Patriot on the loose… Better Chris than Jack Ryan!

Image credits: DOUBLE VISION: Osama bin Lden is still big news after all this time. Time pundits got a new hobby!

I was rummaging around the secondhand book market here in Cairo and came up with Osama (2012) by Chris Ryan. I don’t usually go for the post-9/11 stuff but conspiratorial things are hinted at on the dust cover in relation to the still mysterious circumstances surrounding bin Laden’s burial at sea.

By Emad Aysha
What can I say about the book? I loved and loathed it at the same time. It’s riveting and written with a lot of military precision, but it’s also sloppy and full of plot holes, with the penultimate chapter made up entirely of copouts and loose ends.
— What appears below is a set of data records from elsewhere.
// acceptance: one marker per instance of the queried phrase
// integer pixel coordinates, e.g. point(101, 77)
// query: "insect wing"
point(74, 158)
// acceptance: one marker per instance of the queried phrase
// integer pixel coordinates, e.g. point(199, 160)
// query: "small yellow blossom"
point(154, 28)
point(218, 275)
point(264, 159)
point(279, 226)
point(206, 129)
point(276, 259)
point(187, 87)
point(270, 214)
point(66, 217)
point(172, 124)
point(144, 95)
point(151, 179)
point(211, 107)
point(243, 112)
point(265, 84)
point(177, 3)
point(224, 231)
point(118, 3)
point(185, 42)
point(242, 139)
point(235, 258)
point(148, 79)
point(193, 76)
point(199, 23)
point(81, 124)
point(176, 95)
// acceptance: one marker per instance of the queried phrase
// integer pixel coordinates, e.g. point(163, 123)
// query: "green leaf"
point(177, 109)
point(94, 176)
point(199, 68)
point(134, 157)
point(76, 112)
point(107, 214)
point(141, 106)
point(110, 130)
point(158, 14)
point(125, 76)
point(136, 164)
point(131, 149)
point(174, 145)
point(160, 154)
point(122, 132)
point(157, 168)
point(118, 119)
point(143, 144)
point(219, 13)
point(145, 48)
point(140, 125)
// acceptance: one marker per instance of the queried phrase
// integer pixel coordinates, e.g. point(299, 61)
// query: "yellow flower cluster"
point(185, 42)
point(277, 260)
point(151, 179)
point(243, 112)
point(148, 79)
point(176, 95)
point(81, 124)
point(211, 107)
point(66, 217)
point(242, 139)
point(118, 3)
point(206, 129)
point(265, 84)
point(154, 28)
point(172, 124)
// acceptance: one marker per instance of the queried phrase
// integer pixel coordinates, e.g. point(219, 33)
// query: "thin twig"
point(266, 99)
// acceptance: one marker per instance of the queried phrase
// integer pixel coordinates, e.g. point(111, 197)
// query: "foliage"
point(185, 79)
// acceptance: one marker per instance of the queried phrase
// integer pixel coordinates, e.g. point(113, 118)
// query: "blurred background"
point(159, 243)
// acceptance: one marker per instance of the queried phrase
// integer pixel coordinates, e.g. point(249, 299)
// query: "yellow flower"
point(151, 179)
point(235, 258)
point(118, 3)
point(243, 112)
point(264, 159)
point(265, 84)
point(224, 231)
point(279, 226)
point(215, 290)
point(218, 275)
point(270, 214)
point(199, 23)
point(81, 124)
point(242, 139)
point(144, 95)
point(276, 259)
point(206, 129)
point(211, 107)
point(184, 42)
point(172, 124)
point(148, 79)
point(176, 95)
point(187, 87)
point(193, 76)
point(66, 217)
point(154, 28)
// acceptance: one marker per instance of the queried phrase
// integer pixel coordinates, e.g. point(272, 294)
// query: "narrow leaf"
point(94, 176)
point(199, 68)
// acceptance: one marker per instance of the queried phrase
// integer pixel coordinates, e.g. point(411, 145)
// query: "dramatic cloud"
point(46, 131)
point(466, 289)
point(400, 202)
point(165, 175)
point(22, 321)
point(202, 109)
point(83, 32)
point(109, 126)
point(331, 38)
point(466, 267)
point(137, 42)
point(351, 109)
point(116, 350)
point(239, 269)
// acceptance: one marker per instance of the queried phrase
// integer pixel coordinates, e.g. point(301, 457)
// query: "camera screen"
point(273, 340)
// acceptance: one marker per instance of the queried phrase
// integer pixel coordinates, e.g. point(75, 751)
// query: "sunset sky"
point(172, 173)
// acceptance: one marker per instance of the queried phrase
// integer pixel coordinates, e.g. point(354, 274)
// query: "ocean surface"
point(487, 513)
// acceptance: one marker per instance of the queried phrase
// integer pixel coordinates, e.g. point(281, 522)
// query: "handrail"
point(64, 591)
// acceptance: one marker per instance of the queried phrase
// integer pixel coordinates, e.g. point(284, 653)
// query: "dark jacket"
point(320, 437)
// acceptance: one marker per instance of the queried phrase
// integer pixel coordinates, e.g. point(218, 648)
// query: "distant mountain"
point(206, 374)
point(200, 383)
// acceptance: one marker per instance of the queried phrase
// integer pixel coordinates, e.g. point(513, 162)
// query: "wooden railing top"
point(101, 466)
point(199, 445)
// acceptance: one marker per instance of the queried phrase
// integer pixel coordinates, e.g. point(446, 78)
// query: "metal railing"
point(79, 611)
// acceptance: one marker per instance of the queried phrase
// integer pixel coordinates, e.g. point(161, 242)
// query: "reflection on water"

I could also fault the author for the crudeness and crassness of his racial stereotyping, but it's best to be charitable about these things since the man is an actual war hero and has been to hell and back.

The story begins with the SEAL team's attack on Osama bin Laden’s so-called hideout in Pakistan, with a British SAS team providing some extra support. This is where things begin to go wrong from a writing perspective.

You have the hero, Joe, and his best friend, and they’ve commandeered a house and are holding the occupant hostage, and Joe’s comrade almost kills the guy to keep him silent, with Jo reprimanding him.

Then, for some reason, when they’re on the outside and find a young couple up to no good, the comrade hesitates to shoot the girl to stop them from sounding an alarm, and Joe does it instead. That doesn’t make sense, given the pairing just a minute ago, and there’s also a missing character in this.

An informer of sorts, they call the Doctor, who also tries to sound the alarm, for them to kill him, only to discover he’s a lookalike. So where’d the real one go, and why did he not play any role from then on?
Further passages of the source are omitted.